To validate our findings by another approach, we compared APCs isolated from wild-type mice to APCs from Adamts1-transgenic (Adamts1Tg) mice, which overexpress Adamts1 in adipocytes using an aP2 promoter/enhancer element. Using reverse transcription quantitative PCR (RT-qPCR), we discovered that APCs from Adamts1Tg mice had increased expression of Myh9 compared with APCs isolated from wild-type littermate controls (Figure 2A). Further, using immunocytochemistry (ICC), we confirmed that APCs isolated from Adamts1Tg mice had higher levels of MYH9 compared with APCs isolated from wild-type littermate controls. We also found that a significant amount of MYH9 in Adamts1Tg APCs colocalized with F-actin (Figure 2B). These results indicate that increased levels of ADAMTS1 in adipose tissue resulted in an induction of MYH9 in APCs.
ADAMTS1 regulation of APC MYH9 occurs through Wnt signaling. We previously elucidated that ADAMTS1 regulates Wnt signaling in APCs with induction of nuclear translocation of β-catenin (8). Nuclear translocation of β-catenin results in the modulation of the expression of Wnt target genes (20). We hypothesized that the mechanism of the induction of MYH9 in response to ADAMTS1 is by the stimulation of Wnt signaling, leading to the regulation of Myh9 expression. Consistent with this hypothesis, we found that the small molecule Wnt inhibitor IWP-2 (21) both blocked rADAMTS1 induction of Myh9 RNA expression (Figure 2C) and prevented ADAMTS1 induction of MYH9 protein levels (Figure 2D). These findings indicate that Myh9 is a target gene of Wnt signaling and that ADAMTS1 induction of MYH9 results from regulation of Wnt signaling.

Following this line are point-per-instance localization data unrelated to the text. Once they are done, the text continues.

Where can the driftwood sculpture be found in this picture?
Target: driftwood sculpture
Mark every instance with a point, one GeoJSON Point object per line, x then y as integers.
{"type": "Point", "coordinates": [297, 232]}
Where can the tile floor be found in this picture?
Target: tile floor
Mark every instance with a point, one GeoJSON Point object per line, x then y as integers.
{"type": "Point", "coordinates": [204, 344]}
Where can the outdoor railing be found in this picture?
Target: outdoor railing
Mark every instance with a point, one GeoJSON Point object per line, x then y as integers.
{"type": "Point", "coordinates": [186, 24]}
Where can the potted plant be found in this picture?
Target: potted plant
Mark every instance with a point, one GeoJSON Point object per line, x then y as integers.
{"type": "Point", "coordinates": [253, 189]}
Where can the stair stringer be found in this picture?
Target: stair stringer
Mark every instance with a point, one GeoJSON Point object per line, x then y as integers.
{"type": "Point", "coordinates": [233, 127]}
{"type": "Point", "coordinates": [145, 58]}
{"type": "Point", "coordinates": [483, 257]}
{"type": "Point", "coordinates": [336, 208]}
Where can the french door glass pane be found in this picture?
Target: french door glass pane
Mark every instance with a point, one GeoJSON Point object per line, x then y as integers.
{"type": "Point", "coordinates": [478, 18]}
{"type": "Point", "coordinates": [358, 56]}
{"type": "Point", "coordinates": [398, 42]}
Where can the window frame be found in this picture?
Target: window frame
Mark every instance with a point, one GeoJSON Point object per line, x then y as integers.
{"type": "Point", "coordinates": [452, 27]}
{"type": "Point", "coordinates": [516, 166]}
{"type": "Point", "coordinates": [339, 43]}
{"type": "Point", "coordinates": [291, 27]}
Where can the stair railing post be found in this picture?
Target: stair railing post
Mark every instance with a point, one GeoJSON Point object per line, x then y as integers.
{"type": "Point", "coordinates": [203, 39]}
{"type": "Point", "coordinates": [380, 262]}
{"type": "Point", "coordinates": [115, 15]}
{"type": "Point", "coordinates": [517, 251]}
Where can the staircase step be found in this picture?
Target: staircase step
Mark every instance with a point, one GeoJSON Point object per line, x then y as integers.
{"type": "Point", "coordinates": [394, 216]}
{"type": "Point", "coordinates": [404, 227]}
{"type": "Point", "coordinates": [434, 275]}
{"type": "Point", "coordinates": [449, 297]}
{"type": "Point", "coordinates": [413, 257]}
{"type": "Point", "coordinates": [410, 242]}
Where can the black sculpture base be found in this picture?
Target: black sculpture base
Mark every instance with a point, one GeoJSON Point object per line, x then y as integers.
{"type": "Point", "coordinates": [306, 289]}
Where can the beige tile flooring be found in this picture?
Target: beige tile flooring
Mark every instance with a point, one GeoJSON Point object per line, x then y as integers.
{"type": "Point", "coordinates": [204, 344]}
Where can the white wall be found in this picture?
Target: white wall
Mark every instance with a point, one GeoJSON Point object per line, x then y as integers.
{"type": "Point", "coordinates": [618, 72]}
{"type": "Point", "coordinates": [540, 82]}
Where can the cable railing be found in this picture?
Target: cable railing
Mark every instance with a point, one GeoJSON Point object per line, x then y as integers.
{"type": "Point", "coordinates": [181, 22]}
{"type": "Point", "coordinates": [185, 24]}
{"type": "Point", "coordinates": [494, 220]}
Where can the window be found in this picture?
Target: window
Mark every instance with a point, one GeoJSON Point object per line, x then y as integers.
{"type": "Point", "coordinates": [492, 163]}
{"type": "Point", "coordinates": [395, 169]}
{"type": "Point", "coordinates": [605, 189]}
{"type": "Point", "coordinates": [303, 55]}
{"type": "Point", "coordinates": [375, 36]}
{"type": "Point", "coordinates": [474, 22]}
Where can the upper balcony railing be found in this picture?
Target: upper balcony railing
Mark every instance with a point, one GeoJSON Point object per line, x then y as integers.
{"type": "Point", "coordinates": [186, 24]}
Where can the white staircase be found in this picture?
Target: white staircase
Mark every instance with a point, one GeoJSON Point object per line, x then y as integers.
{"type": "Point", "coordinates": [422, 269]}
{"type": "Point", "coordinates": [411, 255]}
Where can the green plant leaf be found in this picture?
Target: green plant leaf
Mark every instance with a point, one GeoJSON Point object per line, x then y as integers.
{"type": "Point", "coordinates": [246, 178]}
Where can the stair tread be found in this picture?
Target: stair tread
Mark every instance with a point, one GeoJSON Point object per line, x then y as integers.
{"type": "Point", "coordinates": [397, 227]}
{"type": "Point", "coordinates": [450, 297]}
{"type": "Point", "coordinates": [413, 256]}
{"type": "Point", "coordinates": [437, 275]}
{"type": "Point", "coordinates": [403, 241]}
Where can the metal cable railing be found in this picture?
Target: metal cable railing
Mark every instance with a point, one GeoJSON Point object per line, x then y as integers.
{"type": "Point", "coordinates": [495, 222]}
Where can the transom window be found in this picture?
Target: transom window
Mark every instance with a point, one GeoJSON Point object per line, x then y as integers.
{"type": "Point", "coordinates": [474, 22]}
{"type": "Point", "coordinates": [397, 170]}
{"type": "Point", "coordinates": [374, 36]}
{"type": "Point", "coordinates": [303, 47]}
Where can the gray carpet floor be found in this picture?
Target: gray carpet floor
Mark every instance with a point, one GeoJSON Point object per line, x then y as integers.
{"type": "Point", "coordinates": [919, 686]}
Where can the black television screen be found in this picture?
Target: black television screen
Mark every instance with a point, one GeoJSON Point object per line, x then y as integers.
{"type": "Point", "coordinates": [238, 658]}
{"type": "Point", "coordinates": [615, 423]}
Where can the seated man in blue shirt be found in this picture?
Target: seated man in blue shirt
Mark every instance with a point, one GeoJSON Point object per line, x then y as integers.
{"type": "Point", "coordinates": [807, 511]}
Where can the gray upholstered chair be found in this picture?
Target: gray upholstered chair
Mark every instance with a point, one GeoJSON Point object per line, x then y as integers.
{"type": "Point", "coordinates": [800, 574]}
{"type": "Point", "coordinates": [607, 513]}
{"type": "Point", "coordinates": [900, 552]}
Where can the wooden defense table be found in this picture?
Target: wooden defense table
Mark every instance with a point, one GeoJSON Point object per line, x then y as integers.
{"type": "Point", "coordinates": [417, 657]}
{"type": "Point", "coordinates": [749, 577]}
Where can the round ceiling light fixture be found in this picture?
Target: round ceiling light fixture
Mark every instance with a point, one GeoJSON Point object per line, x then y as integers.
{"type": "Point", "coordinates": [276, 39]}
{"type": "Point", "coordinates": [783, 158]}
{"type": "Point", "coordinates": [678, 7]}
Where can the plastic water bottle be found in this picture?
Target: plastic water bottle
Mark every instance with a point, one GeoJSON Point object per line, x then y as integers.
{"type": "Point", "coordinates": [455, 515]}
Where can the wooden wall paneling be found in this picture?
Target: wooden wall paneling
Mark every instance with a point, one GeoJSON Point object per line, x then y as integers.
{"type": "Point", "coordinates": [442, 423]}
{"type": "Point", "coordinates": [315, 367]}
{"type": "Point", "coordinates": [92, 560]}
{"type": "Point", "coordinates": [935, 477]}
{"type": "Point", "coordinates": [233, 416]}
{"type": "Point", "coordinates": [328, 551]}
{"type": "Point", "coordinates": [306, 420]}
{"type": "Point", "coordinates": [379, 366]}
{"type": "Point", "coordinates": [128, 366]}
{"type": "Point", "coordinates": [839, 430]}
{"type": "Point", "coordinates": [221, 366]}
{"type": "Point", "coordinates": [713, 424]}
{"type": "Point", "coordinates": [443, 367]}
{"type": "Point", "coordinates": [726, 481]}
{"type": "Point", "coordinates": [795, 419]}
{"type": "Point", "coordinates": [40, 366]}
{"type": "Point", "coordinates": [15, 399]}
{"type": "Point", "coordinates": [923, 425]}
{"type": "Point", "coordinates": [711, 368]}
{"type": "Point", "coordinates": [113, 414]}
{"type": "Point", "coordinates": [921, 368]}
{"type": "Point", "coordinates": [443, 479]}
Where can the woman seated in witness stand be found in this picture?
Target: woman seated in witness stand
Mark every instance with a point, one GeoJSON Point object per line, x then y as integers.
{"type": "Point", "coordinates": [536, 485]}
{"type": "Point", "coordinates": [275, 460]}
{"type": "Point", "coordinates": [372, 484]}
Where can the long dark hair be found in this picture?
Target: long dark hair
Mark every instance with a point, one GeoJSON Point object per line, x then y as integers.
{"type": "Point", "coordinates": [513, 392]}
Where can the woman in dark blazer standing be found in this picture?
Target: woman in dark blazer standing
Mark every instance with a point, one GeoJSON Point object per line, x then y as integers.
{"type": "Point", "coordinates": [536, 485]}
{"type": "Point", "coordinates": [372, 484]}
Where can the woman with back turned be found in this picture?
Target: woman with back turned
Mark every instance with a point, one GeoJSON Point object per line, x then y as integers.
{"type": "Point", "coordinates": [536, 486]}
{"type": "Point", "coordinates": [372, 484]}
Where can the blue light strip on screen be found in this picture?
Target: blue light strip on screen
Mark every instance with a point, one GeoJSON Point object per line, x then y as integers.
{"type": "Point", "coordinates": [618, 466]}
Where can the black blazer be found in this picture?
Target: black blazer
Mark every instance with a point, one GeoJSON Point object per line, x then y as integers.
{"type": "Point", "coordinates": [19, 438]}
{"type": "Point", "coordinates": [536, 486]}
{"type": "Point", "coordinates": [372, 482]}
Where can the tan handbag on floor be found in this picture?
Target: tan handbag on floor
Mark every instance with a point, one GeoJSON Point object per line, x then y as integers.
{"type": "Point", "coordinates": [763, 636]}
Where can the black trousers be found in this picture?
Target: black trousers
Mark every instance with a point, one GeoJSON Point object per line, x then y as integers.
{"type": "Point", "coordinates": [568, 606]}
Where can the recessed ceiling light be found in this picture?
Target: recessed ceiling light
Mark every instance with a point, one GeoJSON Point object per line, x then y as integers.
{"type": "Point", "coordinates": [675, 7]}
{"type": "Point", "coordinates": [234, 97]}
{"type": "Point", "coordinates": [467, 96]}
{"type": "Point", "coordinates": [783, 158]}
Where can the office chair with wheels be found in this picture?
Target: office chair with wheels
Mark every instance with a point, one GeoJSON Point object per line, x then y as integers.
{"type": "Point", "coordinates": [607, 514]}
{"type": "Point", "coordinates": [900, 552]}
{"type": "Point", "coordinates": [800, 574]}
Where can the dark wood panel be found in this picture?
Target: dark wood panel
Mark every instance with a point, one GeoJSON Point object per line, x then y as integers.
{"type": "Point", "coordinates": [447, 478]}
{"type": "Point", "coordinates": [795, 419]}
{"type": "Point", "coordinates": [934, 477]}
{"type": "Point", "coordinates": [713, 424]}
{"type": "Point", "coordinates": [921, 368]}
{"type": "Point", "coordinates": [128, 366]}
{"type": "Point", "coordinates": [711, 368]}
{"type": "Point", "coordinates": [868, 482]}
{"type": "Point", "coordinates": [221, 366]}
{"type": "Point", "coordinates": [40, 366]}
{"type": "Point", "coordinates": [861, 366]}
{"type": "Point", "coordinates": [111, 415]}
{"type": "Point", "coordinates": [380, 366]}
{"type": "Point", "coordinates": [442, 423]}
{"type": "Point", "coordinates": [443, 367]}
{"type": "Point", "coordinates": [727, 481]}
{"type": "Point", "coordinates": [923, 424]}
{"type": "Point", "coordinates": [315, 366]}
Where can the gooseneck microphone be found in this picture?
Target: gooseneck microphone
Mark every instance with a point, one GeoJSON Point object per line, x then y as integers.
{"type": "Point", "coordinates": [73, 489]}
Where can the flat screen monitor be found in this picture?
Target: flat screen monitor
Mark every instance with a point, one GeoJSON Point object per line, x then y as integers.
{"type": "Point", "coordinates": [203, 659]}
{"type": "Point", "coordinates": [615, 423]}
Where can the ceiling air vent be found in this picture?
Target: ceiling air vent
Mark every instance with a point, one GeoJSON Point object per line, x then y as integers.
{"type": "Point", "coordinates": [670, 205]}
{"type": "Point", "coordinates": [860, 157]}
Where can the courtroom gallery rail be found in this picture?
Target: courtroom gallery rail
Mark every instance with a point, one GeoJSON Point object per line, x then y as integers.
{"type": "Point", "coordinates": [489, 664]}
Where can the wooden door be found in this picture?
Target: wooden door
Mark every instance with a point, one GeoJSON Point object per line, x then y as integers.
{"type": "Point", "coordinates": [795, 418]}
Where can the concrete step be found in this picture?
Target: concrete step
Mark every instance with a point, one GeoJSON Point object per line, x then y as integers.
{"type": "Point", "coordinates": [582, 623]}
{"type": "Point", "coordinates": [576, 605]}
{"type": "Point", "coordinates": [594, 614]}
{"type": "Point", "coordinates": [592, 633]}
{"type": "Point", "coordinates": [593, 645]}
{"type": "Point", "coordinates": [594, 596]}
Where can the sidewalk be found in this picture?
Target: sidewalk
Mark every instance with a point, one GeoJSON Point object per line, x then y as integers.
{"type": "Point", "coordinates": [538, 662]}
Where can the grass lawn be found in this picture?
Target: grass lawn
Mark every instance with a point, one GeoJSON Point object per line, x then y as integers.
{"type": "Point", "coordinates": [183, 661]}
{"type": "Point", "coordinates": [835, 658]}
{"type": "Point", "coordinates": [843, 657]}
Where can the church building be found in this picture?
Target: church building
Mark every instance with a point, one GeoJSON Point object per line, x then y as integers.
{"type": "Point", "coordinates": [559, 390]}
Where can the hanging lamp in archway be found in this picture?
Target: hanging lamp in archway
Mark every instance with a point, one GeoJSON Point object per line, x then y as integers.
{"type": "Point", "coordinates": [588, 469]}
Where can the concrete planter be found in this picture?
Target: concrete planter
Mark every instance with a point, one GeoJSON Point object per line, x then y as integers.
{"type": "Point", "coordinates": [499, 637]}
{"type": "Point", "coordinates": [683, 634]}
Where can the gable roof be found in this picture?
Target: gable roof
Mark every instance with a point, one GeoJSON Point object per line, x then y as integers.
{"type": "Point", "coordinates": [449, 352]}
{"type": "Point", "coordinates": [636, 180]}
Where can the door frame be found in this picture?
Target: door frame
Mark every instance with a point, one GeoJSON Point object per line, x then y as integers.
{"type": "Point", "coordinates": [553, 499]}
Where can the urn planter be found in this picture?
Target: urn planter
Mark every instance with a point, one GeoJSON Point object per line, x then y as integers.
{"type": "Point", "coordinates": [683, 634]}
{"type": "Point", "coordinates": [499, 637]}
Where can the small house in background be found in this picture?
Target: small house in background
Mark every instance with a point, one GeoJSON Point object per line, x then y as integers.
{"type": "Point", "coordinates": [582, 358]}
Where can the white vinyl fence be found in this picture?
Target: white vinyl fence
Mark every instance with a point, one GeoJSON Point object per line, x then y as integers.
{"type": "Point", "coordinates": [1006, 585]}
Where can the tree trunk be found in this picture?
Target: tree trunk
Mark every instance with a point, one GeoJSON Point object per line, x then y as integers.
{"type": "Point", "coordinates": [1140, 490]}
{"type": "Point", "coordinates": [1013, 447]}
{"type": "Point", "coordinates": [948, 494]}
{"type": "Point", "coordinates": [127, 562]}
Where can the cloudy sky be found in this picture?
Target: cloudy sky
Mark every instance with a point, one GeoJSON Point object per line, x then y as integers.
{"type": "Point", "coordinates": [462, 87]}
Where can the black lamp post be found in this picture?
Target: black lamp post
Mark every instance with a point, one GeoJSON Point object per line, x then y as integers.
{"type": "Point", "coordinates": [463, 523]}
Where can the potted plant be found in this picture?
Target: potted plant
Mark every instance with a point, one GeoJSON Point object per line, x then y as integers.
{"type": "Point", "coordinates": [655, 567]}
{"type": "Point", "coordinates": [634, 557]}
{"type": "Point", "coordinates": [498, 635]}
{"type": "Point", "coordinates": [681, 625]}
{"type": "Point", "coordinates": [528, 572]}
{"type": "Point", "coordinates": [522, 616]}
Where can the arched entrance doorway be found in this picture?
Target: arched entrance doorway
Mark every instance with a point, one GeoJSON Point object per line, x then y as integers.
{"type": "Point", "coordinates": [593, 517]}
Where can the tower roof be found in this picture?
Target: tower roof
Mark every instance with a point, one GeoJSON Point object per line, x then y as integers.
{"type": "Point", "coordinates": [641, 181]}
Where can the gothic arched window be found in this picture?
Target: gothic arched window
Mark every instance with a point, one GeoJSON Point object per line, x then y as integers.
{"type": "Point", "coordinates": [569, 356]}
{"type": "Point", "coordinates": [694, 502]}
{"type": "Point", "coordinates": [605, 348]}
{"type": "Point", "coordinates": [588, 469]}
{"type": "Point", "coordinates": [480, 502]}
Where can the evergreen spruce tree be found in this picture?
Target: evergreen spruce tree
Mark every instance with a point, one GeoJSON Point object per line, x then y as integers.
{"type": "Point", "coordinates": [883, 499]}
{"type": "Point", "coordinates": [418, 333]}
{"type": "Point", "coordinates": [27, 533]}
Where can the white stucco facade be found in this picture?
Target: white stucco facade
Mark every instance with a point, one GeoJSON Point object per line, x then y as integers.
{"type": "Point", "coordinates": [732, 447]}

Intracellular localization of ADAMTS1 induces MYH9 in APCs. MYH9 is a part of a protein network that includes melanoma cell adhesion molecule (MCAM, also known as CD146 and MUC18) that can also recruit F-actin and induce localized increases in cytoplasmic calcium levels (18). Therefore, we performed ICC experiments to elucidate the intracellular locations of these proteins in APCs. These studies revealed that exposing APCs to rADAMTS1 induced MYH9 and enhanced a colocalization of MYH9 with F-actin (Figure 3A) and MCAM (Figure 3B). The addition of Bleb or IWP-2 severely attenuated these ADAMTS1-driven effects (Figure 3, A and B).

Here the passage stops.